The editorial warned that any use of nuclear weapons "would be catastrophic for humanity".
"Even a 'limited' nuclear war involving only 250 of the 13,000 nuclear weapons in the world could kill 120 million people outright and cause global climate disruption leading to a nuclear famine, putting two billion people at risk," it warned, citing previous research.
'Dangerous moment'
Ira Helfand, ex-president of the International Physicians for the Prevention of Nuclear War and a co-author the editorial, told AFP: "We are facing an extraordinarily dangerous moment where the possibility of nuclear war is real."
He pointed to a comment made just this week by former Russian president Dmitry Medvedev threatening the use of nuclear weapons if Ukraine's counter-offensive captured Russian territory.
"We don't know if the threats are real or if they're just put forward to scare people, but I think we have to take them very seriously," Helfand said.
He also pointed to North Korea, which Japan said last week posed a more serious threat to national security "than ever before".

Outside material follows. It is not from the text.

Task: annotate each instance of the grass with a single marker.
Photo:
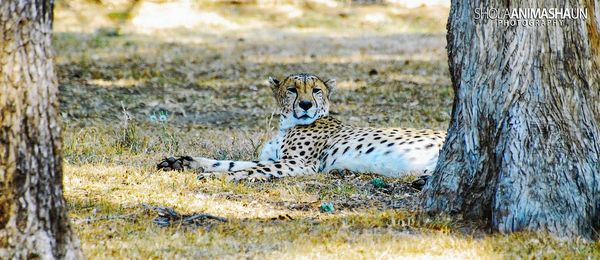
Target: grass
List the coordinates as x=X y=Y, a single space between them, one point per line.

The editorial was released on the same week that a preparatory committee meeting is being held in Vienna for a review of the UN's Nuclear Non-Proliferation Treaty (NPT), which entered force in 1970.
A review of the keystone treaty held last year failed to adopt a joint declaration, with the United States denouncing "cynical obstructionism" from Russia.
The editorial lamented that "progress has been disappointingly slow".
Sunday also marks the 68th anniversary of the first nuclear weapon being used on civilians—the US detonated an atomic bomb over the Japanese city of Hiroshima on August 6, 1945.